I’m not making up the fact that doctors really aren’t in love with EHRs

I’m already getting some pushback from my Upshot piece today, which doesn’t take as kindly to the (irrational) exuberance some are showing towards Healthkit. But Politico has got my back:

The government-led transformation of health information is driving doctors to distraction, igniting nurse protests and crushing hospitals under debt.

Most health care professionals accept the inevitability of going electronic and see its value. But they have a message for the administration’s multibillion-dollar push: not so fast.

The government has already delayed parts of the program, but the American Medical Association and others want more relaxation of the rules, and warn of disaster if they aren’t heeded.

The problem isn’t that docs don’t know about the potential of IT, or that they don’t like the incentives. The problems run deeper:

Paperless records still don’t flow smoothly among doctors, hospitals and patients and they won’t for some time. Nor have measurable savings or widespread improvements been seen yet.

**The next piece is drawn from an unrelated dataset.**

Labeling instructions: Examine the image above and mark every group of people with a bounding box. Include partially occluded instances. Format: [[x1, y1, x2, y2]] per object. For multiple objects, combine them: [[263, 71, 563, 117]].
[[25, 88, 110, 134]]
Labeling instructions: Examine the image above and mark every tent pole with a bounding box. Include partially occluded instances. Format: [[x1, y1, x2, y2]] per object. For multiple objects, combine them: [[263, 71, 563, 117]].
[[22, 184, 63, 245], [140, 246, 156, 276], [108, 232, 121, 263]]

And there’s a difference between liking the idea of electronic health records, or EHRs, and liking the particular systems in use. Even Karen DeSalvo, who as national coordinator of health IT is responsible for implementing national use of EHRs, notes that her own husband, an emergency room physician, considers his EHR “clunky.”

More:

Many EHR products designed to meet federal guidelines are not user-friendly. They take months to learn, require lengthy data entries and often don’t communicate with other computer systems. Doctors complain that because of EHR design flaws, they spend so much time “clicking” that their hands hurt.

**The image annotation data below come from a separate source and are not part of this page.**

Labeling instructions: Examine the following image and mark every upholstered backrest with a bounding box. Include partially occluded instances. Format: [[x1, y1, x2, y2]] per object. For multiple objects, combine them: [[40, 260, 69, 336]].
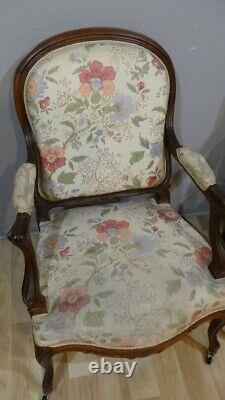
[[24, 40, 170, 199]]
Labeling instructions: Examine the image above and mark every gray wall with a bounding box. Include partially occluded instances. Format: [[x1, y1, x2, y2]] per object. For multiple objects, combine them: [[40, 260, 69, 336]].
[[0, 0, 225, 234]]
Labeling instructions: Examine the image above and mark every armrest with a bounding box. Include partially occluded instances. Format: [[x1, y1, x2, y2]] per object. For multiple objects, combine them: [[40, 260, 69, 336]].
[[176, 147, 216, 190], [166, 127, 225, 279], [166, 128, 216, 191], [8, 163, 47, 316], [13, 163, 36, 214]]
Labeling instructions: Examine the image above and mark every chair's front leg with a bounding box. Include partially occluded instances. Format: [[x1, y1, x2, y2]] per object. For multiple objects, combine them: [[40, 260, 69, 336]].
[[35, 345, 54, 399], [206, 315, 225, 364], [8, 213, 47, 316]]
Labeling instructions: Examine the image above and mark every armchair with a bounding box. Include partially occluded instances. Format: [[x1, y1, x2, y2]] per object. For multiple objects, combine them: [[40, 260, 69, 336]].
[[9, 28, 225, 399]]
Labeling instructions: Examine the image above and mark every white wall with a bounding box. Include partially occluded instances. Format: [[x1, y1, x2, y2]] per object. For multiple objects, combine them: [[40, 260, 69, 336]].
[[0, 0, 225, 234]]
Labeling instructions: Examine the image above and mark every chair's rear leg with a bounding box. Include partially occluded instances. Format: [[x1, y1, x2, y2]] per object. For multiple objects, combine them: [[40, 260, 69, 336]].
[[206, 316, 225, 364], [35, 345, 54, 400]]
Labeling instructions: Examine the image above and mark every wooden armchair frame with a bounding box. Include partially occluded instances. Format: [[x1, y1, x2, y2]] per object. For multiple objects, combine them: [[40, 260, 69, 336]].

“Infuriating and cumbersome,” is how Steven Stack, president-elect of the American Medical Association, describes commercial electronic health record systems. “They slow us down and distract us from taking care of patients. And I’m a supporter of EHRs.”

So am I. I want to stress again that I believe in the potential of EHRs, and Health IT in general, to improve the quality of the care we deliver. Heck, I’ve dedicated much of professional career to that belief. But there are systemic issues here that must be addressed.

Some of them are technical. But a lot of them have to do with people and processes. We spend a heck of a lot of time focusing on the former, while continuing to ignore the latter. That won’t work. It violates the fundamental theorum of health informatics.